Ocorre que esses instrumentos, em geral, têm taxas de juros mais elevadas do que aqueles financiados pela poupança. Segundo Renato Correia, a escassez de recursos da poupança fez com que a Caixa passasse a oferecer outras formas de financiamento para as empresas que querem contratar empréstimos imobiliários.
“Alternativamente, a Caixa está oferecendo, para as empresas que querem contratar empréstimo durante esses 90 dias finais [de 2024], recursos de outras fontes dela, que normalmente são mais caros e realmente não é o ideal”, avaliou.
Correia ainda explicou que os impactos para a Caixa são menores, pois seu sistema de empréstimo para pessoas jurídicas permite o "desligamento", ou seja, o repasse do financiamento para a pessoa física que compra o imóvel mesmo antes da conclusão da obra. Essa possibilidade reduz o impacto da escassez de recursos e juros mais altos em relação a outros bancos, que geralmente só desligam o cliente PJ no fim da obra.
Empreendimentos de baixa renda têm financiamento garantido
Embora não tenham sofrido limitações, os financiamentos imobiliários com recursos do FGTS também podem ter dificuldades à frente.
Iago Porto alega que até mesmo esses recursos podem estar em risco.

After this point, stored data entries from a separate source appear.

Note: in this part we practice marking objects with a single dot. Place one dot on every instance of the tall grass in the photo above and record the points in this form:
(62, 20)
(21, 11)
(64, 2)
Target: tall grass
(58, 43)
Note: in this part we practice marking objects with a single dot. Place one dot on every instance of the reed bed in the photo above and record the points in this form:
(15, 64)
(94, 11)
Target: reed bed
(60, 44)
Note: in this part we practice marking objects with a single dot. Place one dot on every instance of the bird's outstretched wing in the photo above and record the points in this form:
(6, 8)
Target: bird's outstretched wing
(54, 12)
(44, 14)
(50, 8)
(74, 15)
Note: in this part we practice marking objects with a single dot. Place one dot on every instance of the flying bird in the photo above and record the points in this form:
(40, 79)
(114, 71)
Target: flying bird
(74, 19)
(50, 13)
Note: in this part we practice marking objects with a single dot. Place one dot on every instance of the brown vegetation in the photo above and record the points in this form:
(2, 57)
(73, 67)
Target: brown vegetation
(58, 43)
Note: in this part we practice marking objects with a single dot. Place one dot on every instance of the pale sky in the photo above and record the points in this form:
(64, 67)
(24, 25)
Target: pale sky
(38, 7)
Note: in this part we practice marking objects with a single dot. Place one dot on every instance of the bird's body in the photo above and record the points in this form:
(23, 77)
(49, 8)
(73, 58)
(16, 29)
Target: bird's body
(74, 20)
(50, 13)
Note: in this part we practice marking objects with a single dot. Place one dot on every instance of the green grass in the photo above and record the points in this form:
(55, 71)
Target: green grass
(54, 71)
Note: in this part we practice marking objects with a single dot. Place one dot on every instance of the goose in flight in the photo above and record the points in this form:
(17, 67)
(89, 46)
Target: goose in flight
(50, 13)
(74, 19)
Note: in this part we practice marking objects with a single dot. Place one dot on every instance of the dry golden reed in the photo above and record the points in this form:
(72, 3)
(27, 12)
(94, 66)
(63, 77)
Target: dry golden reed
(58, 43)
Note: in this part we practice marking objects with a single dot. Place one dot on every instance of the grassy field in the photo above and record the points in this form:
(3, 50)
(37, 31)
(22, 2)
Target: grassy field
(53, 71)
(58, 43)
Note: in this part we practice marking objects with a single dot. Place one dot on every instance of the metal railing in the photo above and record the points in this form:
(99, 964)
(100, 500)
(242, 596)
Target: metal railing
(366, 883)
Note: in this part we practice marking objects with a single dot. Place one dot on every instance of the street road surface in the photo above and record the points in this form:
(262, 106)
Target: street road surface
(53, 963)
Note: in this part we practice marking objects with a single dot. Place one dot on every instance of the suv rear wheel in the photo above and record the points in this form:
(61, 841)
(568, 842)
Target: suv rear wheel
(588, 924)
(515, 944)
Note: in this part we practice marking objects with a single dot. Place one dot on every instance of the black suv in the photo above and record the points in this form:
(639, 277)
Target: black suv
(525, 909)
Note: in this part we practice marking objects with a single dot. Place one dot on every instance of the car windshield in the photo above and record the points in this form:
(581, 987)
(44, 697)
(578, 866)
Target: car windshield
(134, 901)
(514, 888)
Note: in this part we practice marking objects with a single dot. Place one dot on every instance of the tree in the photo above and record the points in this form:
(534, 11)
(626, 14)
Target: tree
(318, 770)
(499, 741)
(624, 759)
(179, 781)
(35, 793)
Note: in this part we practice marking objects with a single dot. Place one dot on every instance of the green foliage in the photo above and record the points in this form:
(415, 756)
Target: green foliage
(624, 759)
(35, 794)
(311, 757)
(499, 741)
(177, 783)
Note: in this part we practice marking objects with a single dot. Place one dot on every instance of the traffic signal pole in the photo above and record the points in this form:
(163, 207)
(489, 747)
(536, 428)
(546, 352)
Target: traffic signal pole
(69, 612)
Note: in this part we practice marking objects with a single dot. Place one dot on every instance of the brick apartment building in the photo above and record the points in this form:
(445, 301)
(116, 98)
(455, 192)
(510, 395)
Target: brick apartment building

Uma das razões é o saque-aniversário, cujas retiradas, em alguns meses, ultrapassaram os montantes destinados ao financiamento habitacional com recursos do Fundo.
Segundo Porto, os créditos imobiliários via FGTS são direcionados basicamente para o segmento popular, ou seja, para financiar empreendimentos imobiliários de projetos como o Minha Casa, Minha Vida.
Em agosto deste ano, por exemplo, o governo precisou liberar R$ 23 bilhões extraordinários do FGTS para turbinar o programa de habitação, elevando os recursos oriundos do Fundo de Garantia destinados a moradia de R$ 97 bilhões para R$ 120 bilhões.
Porto avalia que não há uma concorrência e uma relação direta entre o saque-aniversário – que o governo até estuda extinguir – e os créditos imobiliários via FGTS. No entanto, como ambos são retirados da mesma fonte, dependendo do volume, pode ser que haja interferências.
A esse respeito, Renato Correia analisa que a escassez de financiamentos é uma possibilidade, pois o mercado está aquecido e as empresas estão lançando novos projetos. “Então pode ocorrer, no final do ano, de faltar alguma coisa para contratar para pessoa jurídica. Não acredito que vá faltar para pessoa física”, mencionou.
Esses recursos estão, inclusive, garantidos no Orçamento da União e, caso não haja contingenciamento pelo governo, não estariam sujeitos a restrições de financiamento. Em alguns desses casos, por exemplo, os recursos vêm via Ministério das Cidades e são administrados pela Caixa Econômica Federal.
Com os investimentos do governo em alta, Renato Correia se mostra otimista com as perspectivas para o próximo ano. “De toda forma, a partir de 1.º de janeiro, entra o orçamento de 2025 e as contratações voltam a fluir normalmente, como estão sendo feitas este ano. Essa é a nossa visão, e é óbvio que preferiríamos que o dinheiro não faltasse, mas o orçamento do FGTS já foi bastante aumentado, e a caderneta de poupança reflete os juros altos”, conclui.